The influence of live streaming technology can also be seen in the iGaming industry, in which live dealer games have significantly contributed to the growth of online gambling. With the introduction of live streaming and the consequent decrease in the cost to produce these broadcasts, iGaming operators started to provide classic casino games and interactive gaming experiences in real time featuring professional hosts and dealers. This quickly rose to the top of the hottest trends in online gambling, drawing millions of players from all over the world.

The future is mobile


Mobile gaming was an innovative idea when the Hagenuk MT-2000 was introduced in 1994 with a preloaded game that was a variation of the timeless Tetris game. Using a phone to play video games was at the very least strange given the level of mobile technology at the time.
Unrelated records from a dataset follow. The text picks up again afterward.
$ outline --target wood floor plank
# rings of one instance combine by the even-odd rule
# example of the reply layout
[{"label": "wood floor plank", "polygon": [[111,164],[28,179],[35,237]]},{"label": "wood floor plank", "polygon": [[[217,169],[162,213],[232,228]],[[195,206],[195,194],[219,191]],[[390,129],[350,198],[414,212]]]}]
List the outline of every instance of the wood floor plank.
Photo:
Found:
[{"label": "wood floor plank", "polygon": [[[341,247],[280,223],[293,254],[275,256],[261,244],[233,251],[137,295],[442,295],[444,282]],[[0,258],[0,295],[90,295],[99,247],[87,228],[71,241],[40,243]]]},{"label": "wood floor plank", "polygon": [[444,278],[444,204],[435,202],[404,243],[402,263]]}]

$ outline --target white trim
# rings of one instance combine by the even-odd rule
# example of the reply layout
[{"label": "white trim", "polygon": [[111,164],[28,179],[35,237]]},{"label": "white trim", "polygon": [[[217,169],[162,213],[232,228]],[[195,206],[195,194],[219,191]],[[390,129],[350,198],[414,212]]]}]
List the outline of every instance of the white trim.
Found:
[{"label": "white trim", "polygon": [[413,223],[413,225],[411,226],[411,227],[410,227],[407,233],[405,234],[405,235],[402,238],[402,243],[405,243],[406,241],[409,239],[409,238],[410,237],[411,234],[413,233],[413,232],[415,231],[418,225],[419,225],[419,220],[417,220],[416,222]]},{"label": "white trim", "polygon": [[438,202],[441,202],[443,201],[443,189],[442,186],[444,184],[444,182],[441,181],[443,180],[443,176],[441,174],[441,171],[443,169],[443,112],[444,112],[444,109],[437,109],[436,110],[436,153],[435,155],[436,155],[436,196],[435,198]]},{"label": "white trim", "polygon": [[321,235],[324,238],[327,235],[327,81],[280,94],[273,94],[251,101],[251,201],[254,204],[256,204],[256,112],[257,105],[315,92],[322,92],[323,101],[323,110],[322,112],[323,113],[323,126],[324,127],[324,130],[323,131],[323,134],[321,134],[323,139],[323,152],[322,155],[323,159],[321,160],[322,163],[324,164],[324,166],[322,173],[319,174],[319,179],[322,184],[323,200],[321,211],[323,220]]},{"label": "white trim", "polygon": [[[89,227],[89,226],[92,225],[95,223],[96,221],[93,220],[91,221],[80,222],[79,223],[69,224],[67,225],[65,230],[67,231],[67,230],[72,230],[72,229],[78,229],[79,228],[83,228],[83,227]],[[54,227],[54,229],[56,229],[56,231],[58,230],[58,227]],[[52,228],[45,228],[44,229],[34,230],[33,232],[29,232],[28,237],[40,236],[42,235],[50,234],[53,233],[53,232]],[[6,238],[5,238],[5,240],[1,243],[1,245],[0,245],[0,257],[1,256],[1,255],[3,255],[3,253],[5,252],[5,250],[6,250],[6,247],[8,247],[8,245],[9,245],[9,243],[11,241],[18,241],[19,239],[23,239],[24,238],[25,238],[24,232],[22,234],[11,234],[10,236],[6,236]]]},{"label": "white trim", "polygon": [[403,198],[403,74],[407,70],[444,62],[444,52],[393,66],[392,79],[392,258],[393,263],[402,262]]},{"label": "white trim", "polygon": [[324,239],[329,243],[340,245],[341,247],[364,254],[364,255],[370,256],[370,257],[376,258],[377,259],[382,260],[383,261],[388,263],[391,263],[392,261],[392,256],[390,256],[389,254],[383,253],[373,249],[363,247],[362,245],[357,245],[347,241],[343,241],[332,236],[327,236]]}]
A version of Snake was preloaded on a number of Nokia’s mobile phones three years later, and it quickly became a global hit, propelling Nokia to the top of the market and selling in over 350 million devices globally.

A new age of mobile gaming began in the late 2000s with the release of the HTML5 language, which allowed developers to create new platforms and games that could be played on many devices.

With developers choosing iOS and Android devices more and more and regularly releasing new games, mobile games now account for a sizable portion of the video game market. Casual games like Candy Crush are still very popular, while mobile games like Garena Free Fire and PUBG Mobile are even featured in esports leagues and tournaments.